JBL estimates battery life to be roughly 12 hours, but even with the limited volume, listening levels will still impact overall playback time.
The headphones do an excellent job of limiting the volume—they don’t get loud, but they deliver a solid sense of bass depth at their maximum 85dB output. Unfortunately, the bass depth suffers a bit at top volumes on tracks with intense sub-bass content, like The Knife’s “Silent Shout,” which distorted when played at maximum volumes. At more modest levels, the bass sounds full and the distortion disappears, but it seems unlikely most kids will choose to listen at these lower levels. However, if your child isn’t listening to a lot of tracks with seriously deep bass, this may not be an issue.
Bill Callahan’s “Drover,” a track with far less deep bass in the mix, gives us a better sense of the JR300BT’s general sound signature. At top volumes, the bass here sounds excellent—the drums are full and strong without overpowering the mix, and Callahan’s baritone vocals are rich in the low-mids. This is all balanced out by a solid high-mid/high-frequency presence, which allows the guitar strums and the higher register percussive hits to retain a bright presence.

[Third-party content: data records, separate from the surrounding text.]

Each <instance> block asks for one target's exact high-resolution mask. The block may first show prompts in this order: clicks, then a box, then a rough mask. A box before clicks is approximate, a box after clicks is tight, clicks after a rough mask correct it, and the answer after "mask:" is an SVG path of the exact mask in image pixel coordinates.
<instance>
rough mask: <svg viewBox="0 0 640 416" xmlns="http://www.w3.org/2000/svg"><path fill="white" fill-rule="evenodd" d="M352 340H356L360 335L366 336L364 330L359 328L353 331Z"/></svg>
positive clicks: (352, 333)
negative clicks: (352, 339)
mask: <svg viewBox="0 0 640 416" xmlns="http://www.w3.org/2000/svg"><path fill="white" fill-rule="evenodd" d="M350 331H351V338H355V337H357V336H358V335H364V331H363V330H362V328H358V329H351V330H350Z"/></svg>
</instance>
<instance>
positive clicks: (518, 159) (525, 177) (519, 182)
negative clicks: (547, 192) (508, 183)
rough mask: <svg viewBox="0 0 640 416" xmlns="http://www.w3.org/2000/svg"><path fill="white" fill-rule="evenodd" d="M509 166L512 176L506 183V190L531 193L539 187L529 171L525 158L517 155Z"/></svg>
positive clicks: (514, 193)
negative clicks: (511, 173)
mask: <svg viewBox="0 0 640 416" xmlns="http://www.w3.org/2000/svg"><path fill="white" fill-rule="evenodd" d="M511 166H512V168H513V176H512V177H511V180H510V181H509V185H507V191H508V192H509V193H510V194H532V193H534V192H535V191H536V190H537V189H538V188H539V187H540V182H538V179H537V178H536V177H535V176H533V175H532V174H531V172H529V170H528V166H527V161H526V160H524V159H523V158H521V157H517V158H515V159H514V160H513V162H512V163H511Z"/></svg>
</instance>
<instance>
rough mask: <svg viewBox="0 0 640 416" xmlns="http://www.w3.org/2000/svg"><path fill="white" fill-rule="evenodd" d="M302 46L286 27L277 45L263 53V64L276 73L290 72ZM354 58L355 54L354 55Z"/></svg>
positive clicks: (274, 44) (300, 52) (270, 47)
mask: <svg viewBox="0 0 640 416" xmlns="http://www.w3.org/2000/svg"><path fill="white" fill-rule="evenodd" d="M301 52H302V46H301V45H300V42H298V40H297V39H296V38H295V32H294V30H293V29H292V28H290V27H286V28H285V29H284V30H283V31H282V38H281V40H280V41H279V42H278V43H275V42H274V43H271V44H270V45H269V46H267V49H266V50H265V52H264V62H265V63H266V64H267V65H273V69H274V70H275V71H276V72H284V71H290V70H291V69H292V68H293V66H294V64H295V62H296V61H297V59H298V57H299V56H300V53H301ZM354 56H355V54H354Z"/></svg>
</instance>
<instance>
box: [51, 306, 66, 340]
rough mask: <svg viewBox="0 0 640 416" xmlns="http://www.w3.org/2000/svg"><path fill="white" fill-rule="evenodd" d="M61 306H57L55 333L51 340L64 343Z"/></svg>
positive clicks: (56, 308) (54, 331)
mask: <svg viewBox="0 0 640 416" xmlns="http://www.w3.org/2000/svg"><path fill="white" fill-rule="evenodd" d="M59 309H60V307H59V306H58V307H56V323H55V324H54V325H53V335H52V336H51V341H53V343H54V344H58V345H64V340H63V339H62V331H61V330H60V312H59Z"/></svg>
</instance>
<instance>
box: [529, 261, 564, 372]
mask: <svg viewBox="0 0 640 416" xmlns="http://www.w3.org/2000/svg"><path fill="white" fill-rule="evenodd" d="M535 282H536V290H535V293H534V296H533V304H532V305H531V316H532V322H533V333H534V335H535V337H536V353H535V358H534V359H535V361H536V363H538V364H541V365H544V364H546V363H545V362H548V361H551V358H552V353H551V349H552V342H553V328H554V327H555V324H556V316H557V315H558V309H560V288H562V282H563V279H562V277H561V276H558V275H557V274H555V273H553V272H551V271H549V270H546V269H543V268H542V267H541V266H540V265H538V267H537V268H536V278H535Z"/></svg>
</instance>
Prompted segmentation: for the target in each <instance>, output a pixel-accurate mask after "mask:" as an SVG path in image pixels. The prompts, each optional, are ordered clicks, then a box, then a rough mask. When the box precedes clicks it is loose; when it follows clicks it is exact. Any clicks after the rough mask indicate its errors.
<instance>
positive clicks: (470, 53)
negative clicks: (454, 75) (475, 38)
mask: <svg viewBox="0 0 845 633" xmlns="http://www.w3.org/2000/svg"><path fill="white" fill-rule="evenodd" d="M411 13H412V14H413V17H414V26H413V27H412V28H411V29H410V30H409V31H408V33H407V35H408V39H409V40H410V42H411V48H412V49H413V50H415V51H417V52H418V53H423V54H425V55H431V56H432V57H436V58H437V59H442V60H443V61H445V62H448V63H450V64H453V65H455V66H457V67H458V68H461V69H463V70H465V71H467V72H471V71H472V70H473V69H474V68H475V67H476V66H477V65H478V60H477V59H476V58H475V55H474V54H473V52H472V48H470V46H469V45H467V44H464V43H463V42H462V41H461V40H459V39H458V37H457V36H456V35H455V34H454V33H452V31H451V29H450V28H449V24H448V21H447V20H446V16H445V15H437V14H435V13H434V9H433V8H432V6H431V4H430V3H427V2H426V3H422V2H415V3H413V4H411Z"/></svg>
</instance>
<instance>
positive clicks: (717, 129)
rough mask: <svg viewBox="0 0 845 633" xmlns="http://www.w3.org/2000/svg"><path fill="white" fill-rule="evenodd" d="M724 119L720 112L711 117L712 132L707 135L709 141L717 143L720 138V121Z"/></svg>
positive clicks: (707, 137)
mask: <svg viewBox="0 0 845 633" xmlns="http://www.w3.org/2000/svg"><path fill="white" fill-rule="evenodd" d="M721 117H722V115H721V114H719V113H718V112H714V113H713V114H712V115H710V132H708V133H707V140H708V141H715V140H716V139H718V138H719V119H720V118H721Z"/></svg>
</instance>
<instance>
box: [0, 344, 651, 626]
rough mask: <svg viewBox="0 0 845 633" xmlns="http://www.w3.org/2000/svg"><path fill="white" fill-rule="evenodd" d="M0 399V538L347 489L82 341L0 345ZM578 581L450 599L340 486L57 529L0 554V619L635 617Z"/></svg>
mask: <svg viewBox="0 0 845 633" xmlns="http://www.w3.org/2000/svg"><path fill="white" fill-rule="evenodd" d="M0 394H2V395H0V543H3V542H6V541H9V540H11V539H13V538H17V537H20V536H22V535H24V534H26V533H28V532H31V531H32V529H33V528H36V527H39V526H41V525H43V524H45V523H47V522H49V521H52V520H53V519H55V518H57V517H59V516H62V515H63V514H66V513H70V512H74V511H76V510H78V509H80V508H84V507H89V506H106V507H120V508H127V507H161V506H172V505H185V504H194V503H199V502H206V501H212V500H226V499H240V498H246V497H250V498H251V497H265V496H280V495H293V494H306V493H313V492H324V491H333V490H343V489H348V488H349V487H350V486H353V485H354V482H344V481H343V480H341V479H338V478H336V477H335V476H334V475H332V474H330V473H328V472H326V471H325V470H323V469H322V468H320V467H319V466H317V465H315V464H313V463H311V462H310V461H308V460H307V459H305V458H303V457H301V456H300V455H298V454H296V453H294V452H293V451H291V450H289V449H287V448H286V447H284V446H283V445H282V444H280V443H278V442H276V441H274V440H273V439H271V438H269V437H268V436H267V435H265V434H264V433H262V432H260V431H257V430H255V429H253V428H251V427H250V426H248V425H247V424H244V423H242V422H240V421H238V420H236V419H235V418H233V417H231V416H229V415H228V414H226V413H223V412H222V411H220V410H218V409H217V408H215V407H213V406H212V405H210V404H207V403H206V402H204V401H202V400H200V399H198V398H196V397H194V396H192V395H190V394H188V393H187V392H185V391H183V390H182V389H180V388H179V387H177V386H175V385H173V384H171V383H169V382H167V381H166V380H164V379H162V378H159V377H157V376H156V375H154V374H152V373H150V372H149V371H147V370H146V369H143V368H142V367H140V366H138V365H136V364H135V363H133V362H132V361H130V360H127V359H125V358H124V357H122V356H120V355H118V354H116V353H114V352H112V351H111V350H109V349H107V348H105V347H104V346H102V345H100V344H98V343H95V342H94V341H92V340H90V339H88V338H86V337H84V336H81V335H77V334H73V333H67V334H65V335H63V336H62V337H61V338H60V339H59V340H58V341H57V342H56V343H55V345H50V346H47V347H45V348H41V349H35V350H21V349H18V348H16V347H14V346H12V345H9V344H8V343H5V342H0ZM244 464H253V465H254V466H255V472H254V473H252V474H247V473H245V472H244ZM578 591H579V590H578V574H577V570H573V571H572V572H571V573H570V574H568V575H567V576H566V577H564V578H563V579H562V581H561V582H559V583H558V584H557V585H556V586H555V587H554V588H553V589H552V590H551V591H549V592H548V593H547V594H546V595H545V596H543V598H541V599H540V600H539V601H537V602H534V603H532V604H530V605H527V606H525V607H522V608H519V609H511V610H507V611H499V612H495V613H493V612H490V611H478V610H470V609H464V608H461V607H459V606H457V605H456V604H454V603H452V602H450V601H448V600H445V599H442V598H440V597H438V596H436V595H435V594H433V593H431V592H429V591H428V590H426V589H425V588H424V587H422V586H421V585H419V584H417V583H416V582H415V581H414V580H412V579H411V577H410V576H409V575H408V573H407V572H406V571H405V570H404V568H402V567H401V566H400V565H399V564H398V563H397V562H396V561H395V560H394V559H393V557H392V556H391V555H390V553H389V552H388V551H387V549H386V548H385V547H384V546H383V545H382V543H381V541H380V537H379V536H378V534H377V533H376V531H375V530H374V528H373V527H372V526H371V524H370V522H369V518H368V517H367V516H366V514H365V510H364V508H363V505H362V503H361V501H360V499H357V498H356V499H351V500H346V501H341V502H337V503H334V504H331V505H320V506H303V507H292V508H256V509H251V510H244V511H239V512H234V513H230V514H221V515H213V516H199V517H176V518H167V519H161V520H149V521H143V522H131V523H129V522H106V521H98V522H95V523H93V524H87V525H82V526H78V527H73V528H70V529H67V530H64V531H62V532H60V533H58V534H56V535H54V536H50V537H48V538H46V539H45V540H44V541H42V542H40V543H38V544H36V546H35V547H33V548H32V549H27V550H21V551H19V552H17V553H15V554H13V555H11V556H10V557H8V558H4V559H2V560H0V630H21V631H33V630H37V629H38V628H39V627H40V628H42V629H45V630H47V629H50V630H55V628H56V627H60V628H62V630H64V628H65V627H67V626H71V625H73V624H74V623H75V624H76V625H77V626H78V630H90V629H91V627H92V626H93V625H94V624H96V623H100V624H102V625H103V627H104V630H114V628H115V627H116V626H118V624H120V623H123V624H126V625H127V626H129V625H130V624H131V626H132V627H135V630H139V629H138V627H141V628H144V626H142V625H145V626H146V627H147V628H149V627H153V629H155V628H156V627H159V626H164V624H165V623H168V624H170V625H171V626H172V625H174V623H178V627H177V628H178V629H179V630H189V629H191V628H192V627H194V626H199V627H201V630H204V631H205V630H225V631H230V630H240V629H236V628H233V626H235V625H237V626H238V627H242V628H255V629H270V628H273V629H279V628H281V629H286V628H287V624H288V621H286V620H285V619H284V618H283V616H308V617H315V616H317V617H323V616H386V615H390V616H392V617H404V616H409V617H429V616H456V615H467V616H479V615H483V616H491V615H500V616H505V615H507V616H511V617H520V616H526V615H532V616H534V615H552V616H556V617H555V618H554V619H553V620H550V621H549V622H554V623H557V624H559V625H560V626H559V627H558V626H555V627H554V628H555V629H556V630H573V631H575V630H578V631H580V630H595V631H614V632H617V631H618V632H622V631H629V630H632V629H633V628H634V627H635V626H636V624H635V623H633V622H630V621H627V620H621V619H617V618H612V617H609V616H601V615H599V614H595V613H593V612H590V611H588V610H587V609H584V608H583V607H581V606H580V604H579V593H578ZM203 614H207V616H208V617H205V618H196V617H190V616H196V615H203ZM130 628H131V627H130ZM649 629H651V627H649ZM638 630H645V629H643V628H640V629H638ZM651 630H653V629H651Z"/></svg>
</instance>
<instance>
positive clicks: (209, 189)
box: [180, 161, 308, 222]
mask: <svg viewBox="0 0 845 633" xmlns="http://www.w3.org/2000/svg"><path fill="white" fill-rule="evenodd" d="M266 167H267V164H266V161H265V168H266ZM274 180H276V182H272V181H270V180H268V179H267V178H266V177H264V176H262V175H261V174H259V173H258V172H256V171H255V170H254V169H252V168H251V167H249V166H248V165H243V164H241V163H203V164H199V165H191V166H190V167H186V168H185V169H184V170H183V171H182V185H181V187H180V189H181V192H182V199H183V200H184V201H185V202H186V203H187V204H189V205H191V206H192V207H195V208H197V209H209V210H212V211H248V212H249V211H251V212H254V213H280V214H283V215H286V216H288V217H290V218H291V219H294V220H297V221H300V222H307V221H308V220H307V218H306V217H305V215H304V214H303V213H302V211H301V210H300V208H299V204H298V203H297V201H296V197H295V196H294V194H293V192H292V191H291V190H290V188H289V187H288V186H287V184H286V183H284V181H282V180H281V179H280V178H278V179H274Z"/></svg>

On Jay-Z and Kanye West’s “No Church in the Wild,” the kick drum loop receives enough in the high-mids to retain its punchy presence, while the sub-bass synth hits that punctuate the beat are delivered with a strong sense of depth. The bass sounds solid here, and unlike The Knife track, this one doesn’t distort at top volumes. The vocal performances are delivered cleanly and crisply, without much added sibilance. We hear a bit more of the high-frequency vinyl crackle and hiss than we might normally, which means there’s some sculpting going on, and not just in the lows.
Orchestral tracks, like the opening scene from John Adams’ The Gospel According to the Other Mary, get some added bass presence, pushing the lower register instrumentation forward in the mix, but the higher register brass, strings, and vocals still retain their crisp, prominent presence.
Aside from some distortion on one song at maximum volume, JBL’s JR300BT headphones deliver a very good listening experience. The volume limiter works, the fit is secure and exceptionally comfortable over long listening sessions (even for some adult heads), and the design is fun and playful. We also like the Puro Sound Labs BT2200 headphones, but they’re more expensive. For far less, the wireless JLab JBuddies Studio Bluetooth and the wired Mee Audio KidJamz are solid budget choices. But none of these models sound quite as good as the JR300BT, which makes them our Editors’ Choice.